Les prix du pétrole étaient en forte baisse hier mardi, dans le sillage de la semaine passée, alors que le spectre des reconfinements, menace pour la demande d’or noir, devient réalité en Europe.
Vers 10H45 GMT, le baril de Brent de la mer du Nord pour livraison en mai valait 62,16 dollars à Londres, en chute de 3,81% par rapport à la clôture de lundi.
A New York, le baril américain de WTI pour mai, dont c’est le premier jour d’utilisation comme contrat de référence, lâchait 3,72%, à 59,27 dollars.
Les deux contrats ont perdu la semaine passée plus de 6%, une première cette année.
«Les investisseurs craignent que la demande de pétrole ne soit confrontée à des difficultés dans les jours à venir en raison du retour des mesures contre le coronavirus dans un certain nombre de pays européens», a commenté Naeem Aslam, analyste d’Avatrade.
C’est le cas par exemple en Allemagne, qui confrontée à une hausse «exponentielle» des contaminations et à un nouveau variant «beaucoup plus létal» du Covid va se placer en verrouillage renforcé pendant tout le weekend de Pâques.
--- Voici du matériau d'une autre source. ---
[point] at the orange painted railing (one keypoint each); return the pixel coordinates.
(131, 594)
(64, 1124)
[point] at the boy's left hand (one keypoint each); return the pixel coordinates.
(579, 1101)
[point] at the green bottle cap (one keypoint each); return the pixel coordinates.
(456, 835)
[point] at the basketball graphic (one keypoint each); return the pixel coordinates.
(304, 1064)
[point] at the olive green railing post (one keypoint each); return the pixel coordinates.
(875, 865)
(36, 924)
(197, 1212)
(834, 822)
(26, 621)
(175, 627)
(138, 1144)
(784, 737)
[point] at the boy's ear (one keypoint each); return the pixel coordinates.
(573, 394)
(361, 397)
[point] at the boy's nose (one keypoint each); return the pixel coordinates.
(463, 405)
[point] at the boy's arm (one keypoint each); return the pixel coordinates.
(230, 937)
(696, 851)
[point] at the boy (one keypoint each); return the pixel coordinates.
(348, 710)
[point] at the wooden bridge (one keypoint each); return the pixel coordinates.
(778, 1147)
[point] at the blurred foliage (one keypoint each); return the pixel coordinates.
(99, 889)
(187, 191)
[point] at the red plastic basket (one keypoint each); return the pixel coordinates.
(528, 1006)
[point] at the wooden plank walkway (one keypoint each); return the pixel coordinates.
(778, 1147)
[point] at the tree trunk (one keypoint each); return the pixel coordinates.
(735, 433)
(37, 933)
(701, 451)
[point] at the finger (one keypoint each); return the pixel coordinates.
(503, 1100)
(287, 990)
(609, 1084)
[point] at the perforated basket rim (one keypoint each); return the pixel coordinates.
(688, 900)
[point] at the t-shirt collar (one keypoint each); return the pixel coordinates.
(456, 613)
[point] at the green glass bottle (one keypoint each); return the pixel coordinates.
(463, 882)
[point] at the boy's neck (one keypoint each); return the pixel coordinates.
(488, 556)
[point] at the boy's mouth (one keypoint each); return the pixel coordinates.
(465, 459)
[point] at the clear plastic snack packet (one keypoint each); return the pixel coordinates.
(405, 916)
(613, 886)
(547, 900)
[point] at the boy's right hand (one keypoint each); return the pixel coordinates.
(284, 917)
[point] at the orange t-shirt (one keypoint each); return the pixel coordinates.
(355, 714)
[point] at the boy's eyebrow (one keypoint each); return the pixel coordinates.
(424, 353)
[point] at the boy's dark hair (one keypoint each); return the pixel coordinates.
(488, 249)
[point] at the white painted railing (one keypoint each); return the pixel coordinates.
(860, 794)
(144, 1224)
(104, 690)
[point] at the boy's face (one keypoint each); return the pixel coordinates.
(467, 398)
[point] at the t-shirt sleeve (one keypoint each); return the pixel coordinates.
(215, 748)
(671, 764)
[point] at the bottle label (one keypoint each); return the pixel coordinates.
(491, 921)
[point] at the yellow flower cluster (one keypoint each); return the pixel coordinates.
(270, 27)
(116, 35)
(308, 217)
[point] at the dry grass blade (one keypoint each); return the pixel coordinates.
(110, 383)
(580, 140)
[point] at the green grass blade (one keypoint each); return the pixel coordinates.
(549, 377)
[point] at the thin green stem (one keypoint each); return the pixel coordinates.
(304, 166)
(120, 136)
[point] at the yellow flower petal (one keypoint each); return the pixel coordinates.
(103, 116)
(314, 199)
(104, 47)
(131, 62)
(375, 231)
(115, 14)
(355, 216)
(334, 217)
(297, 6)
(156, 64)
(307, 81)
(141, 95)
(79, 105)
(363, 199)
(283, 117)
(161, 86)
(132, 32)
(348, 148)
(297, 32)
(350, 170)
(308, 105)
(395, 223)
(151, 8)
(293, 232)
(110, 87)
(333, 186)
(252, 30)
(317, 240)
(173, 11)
Un tiers des Français, dont les 12 millions de la région parisienne, sont également à nouveau confinés depuis samedi.
Au-delà de ces deux pays, les déboires du vaccin AstraZeneca continuent de compliquer sérieusement la donne en Europe pour la lutte contre le Covid-19 qui traverse une accélération de la troisième vague de la pandémie.
Le marché regarde également en coin les mesures envisagées par le nouveau locataire de la Maison blanche en faveur de l’environnement. Moins de deux semaines après avoir signé le gigantesque plan de sauvetage de 1.900 milliards de dollars, Joe Biden pourrait examiner dès cette semaine une proposition d’investissements de quelque 3.000 milliards dont une partie dans les infrastructures pour stimuler l’économie et réduire les émissions de CO2, a rapporté lundi le New York Times, citant des sources informées du dossier.
Par ailleurs, les perspectives d’une offre en croissance ajoutent à la pression sur les prix du brut.
Selon Fawad Razaqzada, de Thinkmarkets, les membres de l’Organisation des pays exportateurs de pétrole (OPEP) et leurs alliés via l’accord OPEP+ – qui se retrouvent en sommet la semaine prochaine – envisagent «d’assouplir lentement leurs restrictions d’approvisionnement, tandis que la production de pétrole de schiste aux États-Unis devrait s’accélérer».